Observe las curvas de crecimiento. Los niños que se encuentran por arriba del percentil 85 de la curva de peso están en sobrepeso, y por arriba del percentil 95 están en obesidad. En caso de menores, se considera en sobrepeso al niño que tiene un peso mayor al estándar para su estatura, mientras que la obesidad es la condición que cursa con exceso de adiposidad. También, en niños mayores a 2 años, también se puede utilizar el índice de masa corporal (IMC) aunque los puntos de corte son diferentes.

Se recomienda: restringir el consumo de bebidas azucardas y utilizar endulzantes sin calorías; ofrecer una ración un poco menor a la consumida de manera habitual (15% menos cantidad), de todos los alimentos ofrecidos a la familia. Esto sirve para evitar que el niño se sienta discriminado, rechazado o “distinto” al resto de la familia; utilizar platos y vasos de tamaño menor al habitual para que la ración NO parezca más pequeña que la del resto de la familia. consumir de 1 a 2 vasos al día de leche semidescremada o descremada, como una excelente fuente de calcio y proteínas, pero evitando adicionar chocolate en polvo con azúcar.

Es importante incentivar al niño a consumir frutas y verduras todos los días, ya que contienen vitaminas y elementos muy importantes para el crecimiento. La recomendación es que todos los días incluyan al menos 5 raciones, variando el color (verde, amarillo, naranja, rojo, morado, blanco) y preferir la fruta o verdura cruda y con cáscara, para aumentar la saciedad por la cantidad de fibra que contienen.

Al momento de sentarse a la mesa a comer se puede ofrecer al niño 1 o 2 vasos de agua natural, esto reduce su capacidad gástrica, por lo que limitará la cantidad de alimentos consumida.
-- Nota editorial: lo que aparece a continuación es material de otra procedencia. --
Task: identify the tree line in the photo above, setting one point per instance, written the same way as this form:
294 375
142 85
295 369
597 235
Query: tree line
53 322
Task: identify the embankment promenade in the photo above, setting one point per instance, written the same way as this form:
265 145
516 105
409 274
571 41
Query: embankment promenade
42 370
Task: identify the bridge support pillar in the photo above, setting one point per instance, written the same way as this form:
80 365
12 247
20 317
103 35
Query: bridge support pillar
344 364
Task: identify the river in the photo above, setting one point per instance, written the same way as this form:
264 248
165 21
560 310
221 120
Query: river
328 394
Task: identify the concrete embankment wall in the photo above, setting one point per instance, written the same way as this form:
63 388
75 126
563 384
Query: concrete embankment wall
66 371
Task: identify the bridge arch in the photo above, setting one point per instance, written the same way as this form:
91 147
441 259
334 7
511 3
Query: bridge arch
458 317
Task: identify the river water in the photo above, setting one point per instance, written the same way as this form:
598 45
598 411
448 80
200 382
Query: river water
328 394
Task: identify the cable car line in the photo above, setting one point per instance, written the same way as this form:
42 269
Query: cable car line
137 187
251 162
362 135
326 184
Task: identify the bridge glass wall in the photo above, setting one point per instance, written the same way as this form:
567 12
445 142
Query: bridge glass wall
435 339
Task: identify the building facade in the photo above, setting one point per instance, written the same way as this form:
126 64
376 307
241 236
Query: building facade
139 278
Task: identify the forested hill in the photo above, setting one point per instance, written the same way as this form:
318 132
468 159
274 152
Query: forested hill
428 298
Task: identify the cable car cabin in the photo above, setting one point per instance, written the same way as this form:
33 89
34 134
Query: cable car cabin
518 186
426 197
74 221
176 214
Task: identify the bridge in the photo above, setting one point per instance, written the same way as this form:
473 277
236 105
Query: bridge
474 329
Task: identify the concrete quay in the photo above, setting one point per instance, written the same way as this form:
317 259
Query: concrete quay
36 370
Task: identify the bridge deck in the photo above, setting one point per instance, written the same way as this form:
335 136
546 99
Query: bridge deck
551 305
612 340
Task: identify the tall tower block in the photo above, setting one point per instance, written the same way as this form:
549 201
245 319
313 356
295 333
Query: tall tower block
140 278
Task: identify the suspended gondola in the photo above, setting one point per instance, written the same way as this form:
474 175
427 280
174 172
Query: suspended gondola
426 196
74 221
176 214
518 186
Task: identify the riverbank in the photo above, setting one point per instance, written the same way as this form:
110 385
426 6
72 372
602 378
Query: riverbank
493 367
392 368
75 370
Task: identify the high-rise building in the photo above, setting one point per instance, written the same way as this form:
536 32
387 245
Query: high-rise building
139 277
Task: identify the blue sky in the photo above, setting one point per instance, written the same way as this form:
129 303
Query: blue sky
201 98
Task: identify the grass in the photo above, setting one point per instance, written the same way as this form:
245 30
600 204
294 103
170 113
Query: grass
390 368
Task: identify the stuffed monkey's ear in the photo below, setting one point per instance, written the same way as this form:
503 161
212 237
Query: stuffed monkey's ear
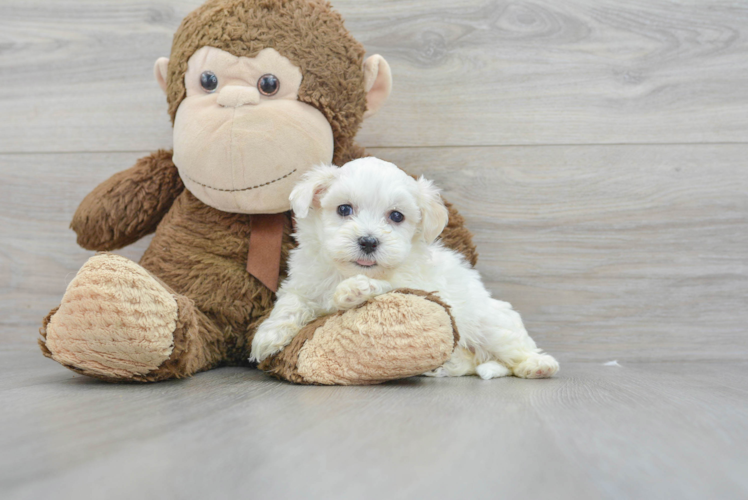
160 71
310 189
434 215
377 83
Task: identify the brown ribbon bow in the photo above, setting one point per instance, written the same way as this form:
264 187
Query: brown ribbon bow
265 241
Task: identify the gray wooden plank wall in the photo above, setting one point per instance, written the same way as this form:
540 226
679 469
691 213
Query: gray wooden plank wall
597 148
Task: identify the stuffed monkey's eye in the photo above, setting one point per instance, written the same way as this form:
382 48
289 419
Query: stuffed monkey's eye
396 217
209 81
268 85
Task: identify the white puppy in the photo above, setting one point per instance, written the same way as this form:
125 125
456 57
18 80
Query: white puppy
368 228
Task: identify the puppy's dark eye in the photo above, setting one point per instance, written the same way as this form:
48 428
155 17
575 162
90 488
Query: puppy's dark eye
268 85
209 81
345 210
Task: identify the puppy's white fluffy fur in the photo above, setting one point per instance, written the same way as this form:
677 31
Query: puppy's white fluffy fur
330 270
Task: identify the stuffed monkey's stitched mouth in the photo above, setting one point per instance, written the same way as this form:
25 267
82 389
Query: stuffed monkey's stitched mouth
243 189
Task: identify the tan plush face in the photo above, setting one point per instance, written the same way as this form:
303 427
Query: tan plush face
240 141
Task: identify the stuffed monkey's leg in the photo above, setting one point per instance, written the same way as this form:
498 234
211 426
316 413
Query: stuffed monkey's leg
396 335
119 323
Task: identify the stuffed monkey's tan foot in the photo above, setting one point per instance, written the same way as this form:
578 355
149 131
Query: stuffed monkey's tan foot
115 322
396 335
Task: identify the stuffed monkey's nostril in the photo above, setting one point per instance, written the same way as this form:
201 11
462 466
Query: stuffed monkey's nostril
368 244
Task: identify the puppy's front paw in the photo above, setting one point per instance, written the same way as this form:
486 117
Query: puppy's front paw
268 341
492 369
537 366
357 290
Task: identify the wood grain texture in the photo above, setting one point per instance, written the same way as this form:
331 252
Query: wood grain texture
627 252
646 431
77 74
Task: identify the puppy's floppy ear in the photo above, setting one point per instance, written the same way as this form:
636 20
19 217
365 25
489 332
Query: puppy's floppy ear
434 215
312 186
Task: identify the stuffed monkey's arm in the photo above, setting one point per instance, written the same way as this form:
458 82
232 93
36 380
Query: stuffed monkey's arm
457 237
128 205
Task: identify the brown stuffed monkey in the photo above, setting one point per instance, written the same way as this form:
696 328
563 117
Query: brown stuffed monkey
259 91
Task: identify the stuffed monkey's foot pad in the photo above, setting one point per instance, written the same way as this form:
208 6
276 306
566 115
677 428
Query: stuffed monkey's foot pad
115 321
396 335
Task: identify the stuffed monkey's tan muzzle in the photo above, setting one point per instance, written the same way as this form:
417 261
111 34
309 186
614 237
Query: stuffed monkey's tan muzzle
234 96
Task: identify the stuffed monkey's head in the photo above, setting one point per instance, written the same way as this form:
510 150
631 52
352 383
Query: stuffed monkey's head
259 92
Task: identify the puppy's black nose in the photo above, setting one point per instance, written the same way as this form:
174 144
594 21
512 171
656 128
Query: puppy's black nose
368 244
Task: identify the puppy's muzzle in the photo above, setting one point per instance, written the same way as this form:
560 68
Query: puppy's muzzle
368 244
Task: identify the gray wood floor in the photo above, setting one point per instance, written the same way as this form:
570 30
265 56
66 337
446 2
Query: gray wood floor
597 148
638 430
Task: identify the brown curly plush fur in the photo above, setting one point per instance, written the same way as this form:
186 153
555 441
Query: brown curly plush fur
199 253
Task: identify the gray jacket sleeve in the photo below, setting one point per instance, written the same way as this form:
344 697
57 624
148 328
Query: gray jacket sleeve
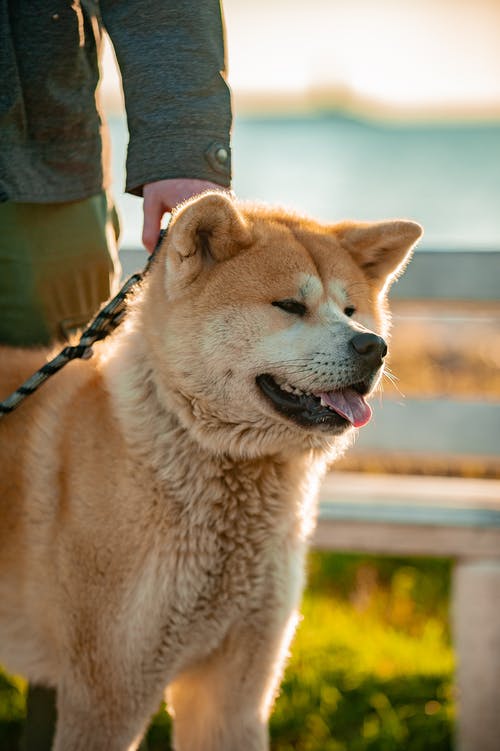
171 57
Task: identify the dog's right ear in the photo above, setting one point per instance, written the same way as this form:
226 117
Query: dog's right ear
205 230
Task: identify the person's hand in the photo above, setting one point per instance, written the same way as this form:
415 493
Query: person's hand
162 196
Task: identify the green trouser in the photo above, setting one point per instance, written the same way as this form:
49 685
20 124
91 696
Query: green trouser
58 263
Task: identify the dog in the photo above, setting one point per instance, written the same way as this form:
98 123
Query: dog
157 500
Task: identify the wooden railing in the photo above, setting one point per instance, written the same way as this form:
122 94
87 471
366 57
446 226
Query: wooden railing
429 515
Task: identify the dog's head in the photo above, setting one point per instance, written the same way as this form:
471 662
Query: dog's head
268 329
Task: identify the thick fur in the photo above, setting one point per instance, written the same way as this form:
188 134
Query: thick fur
154 506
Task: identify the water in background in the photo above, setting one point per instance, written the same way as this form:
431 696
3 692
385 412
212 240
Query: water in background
334 167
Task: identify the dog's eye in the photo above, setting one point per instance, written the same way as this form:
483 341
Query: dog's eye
291 306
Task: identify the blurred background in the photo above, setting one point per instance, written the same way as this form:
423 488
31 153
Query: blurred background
372 109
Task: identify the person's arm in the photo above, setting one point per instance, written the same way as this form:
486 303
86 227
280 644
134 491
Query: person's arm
171 57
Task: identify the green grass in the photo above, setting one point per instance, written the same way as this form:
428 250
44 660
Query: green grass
370 669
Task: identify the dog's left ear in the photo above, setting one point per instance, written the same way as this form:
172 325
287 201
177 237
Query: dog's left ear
205 230
381 249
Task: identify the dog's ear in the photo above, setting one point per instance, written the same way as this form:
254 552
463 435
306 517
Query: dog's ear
205 230
381 249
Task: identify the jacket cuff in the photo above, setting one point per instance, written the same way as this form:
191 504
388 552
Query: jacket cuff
196 156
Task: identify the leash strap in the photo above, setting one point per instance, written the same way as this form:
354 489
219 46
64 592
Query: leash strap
108 318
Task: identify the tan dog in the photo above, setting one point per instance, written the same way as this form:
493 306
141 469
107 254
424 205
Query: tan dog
155 501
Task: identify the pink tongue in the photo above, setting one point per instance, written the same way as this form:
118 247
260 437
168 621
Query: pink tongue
349 404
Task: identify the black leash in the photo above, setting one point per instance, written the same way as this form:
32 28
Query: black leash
103 324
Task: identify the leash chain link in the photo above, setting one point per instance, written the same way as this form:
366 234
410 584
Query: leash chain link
103 324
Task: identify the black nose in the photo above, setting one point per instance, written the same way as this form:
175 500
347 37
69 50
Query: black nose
370 346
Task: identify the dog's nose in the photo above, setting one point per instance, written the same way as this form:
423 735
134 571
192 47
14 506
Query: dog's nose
370 346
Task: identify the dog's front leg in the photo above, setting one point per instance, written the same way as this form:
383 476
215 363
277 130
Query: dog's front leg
223 703
103 718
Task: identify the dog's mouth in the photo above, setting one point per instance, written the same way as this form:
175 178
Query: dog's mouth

Los niños DEBEN desayunar bien antes de salir a la escuela, se puede enviar una colación ligera como un una ración de fruta y suficiente agua. Si el niño tiene acceso a comprar alimentos en la escuela, es necesario orientarlo sobre opciones saludables como una ración de verduras en tiras.

Finalmente, es importante recalcar que una dieta saludable debe ir acompañada de actividad física (entre 1 y 2 horas diarias dividida entre actividad recreativa y competitiva) y reducir el número de horas que pasan inactivos frente a la pantalla.

Al respecto, el Banco Interamericano de Desarrollo (BID) y la Fundación PepsiCo lanzaron en Octubre de 2014, el Proyecto Spoon. Este programa, que será para prevenir la desnutrición y reducir los riesgos de obesidad infantil en zonas pobres de América Latina, se concentrará en mejorar las prácticas de alimentación infantil, incluyendo la lactancia materna, y en la promoción del uso de un suplemento nutricional con las vitaminas, minerales y ácidos grasos esenciales que los niños necesitan entre los 6 y 24 meses de edad. El proyecto desarrollará una estrategia de cambio de comportamiento a fin de fomentar que los padres adopten hábitos de alimentación infantil más saludables.

Los números son alarmantes: casi cuatro millones de latinoamericanos menores de cinco años padecen de sobrepeso u obesidad. Según distintos estudios, el desarrollo óptimo durante los primeros años de vida del ser humano es un resultado directo de prácticas adecuadas de alimentación infantil, que abarcan tanto la calidad como la cantidad de la dieta.